UI Widgets [version 2.0]

Kyra provides a set of simple, but extensible UI widgets. These include:

  • Toggle and Push Buttons
  • Console window
  • List box
  • Editable text widget

The widget system supports:

  • Color and Font scheme
  • Mouse selection and focus
  • Keyboard selection and editing
  • Accelerator keys ("hot keys")

The Widgets are fully integrated in to Kyra and are created much like you would create a Sprite or Canvas and put it in the Tree(). "guitest.cpp" in the 'guitest' subdirectory illustrates and documents an example of how the widgets are used. The methods for widgets are covered in the API docs. "guitest.cpp" is the best place to start.

Widgets are build around a publish/listener model.
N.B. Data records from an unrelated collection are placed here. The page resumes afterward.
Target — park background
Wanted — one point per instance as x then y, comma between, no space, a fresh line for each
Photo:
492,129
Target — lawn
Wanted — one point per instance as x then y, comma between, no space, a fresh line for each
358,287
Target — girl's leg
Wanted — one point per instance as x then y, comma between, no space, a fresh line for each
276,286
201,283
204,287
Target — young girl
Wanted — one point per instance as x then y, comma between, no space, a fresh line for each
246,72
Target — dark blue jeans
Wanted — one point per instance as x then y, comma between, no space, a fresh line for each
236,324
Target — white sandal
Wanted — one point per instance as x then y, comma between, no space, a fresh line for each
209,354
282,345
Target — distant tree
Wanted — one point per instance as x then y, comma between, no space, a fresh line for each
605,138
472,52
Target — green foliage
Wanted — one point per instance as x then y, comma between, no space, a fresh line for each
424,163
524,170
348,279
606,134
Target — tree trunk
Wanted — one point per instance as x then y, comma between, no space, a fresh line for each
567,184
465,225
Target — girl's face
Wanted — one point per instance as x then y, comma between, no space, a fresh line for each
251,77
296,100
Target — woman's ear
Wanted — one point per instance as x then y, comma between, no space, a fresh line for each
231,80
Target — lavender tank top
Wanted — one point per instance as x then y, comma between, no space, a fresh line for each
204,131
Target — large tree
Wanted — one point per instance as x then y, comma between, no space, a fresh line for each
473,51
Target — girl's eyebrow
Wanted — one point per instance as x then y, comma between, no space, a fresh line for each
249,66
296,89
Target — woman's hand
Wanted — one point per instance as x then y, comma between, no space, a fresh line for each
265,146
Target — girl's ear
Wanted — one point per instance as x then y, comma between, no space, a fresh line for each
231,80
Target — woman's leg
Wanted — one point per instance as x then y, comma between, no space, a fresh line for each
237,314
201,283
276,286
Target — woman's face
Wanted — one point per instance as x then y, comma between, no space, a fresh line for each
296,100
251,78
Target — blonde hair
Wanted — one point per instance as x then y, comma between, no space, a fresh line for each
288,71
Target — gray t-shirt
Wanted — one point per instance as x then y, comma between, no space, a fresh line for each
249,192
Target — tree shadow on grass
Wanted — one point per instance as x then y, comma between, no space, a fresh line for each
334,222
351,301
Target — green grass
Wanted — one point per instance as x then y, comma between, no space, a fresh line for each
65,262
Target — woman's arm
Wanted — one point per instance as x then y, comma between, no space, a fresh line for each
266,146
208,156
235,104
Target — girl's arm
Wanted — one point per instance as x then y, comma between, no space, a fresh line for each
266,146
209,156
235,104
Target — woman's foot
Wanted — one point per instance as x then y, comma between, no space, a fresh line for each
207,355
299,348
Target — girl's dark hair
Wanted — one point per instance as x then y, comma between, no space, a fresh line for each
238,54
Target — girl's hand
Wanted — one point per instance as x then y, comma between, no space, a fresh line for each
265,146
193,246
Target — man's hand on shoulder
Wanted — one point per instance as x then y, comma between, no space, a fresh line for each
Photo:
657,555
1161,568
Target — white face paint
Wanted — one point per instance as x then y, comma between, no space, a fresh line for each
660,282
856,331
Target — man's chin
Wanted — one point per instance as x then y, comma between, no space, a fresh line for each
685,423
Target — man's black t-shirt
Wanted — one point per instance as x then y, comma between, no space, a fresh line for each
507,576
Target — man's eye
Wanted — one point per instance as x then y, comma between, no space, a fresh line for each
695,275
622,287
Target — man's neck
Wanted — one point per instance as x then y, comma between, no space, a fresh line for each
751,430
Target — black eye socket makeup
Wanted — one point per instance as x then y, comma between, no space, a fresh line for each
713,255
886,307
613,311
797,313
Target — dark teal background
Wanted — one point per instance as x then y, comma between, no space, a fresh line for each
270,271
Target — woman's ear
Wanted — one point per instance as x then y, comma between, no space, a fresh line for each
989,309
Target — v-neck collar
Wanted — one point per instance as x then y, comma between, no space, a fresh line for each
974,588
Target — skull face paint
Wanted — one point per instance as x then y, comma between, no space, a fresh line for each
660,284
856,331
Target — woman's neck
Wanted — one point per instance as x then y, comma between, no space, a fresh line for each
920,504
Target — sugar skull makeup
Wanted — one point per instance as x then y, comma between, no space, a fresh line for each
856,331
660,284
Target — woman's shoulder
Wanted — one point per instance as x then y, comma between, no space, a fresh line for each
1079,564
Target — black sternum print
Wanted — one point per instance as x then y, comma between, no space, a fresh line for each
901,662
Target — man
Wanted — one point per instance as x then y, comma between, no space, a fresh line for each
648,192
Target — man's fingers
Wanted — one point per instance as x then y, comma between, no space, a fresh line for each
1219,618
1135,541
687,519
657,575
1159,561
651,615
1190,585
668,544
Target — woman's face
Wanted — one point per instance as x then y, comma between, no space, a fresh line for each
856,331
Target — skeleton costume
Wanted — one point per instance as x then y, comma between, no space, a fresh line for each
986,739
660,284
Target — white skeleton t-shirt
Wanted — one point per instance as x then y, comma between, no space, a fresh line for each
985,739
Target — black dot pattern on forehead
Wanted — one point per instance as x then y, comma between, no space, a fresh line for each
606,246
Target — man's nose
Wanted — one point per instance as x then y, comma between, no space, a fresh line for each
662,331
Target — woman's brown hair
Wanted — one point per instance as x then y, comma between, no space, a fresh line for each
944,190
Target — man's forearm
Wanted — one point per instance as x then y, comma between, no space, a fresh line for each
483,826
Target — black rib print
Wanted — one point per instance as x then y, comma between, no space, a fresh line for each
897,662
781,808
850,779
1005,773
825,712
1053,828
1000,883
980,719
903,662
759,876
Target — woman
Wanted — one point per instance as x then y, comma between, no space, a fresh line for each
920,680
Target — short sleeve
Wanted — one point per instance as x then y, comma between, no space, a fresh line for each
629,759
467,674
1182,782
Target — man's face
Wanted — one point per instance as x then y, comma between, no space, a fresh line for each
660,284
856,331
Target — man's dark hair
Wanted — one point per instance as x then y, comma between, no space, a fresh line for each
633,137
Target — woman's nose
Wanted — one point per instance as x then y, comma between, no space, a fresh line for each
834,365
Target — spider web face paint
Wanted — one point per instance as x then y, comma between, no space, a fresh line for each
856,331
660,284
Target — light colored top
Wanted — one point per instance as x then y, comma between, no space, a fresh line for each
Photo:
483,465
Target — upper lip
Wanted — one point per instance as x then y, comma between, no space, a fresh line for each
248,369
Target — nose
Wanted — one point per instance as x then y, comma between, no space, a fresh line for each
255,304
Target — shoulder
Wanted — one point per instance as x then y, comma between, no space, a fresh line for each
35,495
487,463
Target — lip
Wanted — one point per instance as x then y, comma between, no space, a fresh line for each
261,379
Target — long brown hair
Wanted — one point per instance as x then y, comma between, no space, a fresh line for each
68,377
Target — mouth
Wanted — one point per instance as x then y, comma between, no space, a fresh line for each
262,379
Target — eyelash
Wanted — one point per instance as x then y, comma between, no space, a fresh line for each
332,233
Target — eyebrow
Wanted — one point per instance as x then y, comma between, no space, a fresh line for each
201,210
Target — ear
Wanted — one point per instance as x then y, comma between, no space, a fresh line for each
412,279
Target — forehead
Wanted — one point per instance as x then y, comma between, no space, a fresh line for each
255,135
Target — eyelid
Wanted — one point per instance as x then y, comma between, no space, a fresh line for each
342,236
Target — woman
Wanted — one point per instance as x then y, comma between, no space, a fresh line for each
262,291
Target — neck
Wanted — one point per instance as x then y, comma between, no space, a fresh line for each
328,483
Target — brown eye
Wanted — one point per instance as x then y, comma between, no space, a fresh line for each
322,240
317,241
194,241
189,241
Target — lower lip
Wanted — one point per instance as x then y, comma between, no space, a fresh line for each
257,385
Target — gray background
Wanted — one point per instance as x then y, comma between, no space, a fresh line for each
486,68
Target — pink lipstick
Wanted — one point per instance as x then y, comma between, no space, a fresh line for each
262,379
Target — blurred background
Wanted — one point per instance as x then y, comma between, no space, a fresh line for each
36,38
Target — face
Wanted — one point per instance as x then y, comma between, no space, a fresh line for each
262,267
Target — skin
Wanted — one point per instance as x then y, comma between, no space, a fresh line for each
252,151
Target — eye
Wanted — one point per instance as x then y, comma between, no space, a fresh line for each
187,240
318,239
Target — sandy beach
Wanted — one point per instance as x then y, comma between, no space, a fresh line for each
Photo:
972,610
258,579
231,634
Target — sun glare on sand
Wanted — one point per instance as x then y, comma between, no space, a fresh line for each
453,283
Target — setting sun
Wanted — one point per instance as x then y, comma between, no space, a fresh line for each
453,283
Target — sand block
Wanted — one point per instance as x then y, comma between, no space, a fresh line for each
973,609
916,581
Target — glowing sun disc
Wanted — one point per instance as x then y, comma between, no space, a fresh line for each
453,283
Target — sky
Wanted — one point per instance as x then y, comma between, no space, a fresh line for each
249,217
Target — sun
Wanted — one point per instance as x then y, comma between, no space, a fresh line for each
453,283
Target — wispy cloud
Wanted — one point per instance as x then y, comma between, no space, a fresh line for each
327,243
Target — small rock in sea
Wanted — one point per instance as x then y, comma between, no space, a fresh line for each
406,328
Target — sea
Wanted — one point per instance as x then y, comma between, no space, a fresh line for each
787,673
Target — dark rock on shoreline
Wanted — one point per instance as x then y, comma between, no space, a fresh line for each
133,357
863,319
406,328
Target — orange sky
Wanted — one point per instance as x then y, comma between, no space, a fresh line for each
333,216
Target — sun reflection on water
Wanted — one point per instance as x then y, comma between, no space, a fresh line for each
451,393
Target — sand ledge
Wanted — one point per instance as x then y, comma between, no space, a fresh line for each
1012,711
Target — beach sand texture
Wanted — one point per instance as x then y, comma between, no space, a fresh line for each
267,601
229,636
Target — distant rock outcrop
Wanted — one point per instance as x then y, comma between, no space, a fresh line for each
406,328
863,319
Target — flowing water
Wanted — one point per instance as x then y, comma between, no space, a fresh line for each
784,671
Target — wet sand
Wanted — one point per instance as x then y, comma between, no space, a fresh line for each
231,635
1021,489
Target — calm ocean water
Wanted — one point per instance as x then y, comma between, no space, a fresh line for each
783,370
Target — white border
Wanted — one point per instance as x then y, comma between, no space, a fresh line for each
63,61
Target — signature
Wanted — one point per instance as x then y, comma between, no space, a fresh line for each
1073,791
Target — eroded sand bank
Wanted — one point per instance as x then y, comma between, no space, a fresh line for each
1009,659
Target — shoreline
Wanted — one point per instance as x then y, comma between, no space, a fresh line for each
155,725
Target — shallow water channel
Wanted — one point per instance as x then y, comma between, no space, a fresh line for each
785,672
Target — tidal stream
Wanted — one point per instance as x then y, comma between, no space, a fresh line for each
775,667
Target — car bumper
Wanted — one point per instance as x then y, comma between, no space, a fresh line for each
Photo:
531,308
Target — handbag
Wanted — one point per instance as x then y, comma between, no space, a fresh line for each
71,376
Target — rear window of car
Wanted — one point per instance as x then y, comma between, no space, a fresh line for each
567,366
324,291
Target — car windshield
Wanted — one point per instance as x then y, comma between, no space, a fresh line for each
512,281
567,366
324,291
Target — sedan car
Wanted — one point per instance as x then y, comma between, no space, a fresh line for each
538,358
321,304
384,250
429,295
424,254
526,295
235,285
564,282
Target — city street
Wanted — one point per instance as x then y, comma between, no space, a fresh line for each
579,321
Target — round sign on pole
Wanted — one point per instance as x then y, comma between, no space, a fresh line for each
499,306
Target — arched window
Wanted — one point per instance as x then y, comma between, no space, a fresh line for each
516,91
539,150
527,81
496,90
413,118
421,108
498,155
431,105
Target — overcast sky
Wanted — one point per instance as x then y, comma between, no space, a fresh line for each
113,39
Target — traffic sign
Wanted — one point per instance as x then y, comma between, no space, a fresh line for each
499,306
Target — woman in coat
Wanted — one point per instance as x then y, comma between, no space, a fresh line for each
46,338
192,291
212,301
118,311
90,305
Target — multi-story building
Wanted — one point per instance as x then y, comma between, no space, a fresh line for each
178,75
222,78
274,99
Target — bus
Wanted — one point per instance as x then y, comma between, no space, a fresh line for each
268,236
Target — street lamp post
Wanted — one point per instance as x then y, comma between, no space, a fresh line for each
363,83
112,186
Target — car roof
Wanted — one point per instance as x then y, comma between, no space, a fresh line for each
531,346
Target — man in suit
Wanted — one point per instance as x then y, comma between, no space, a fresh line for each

A widget publishes events (ACTIVATION, SELECTION, etc.) to whichever classes have registered themselves as listener by calling the HandleEvent method of the listening class. This decouples the widgets from the code that processes UI events. You can have one master class handle events from all widgets, or split it up to any degree you see fit.

Widgets generally are designed to be easy. You can create and transform them like all Kyra objects. You only need to remember to send mouse and keyboard events to the KrEventManager class in order to get them to work.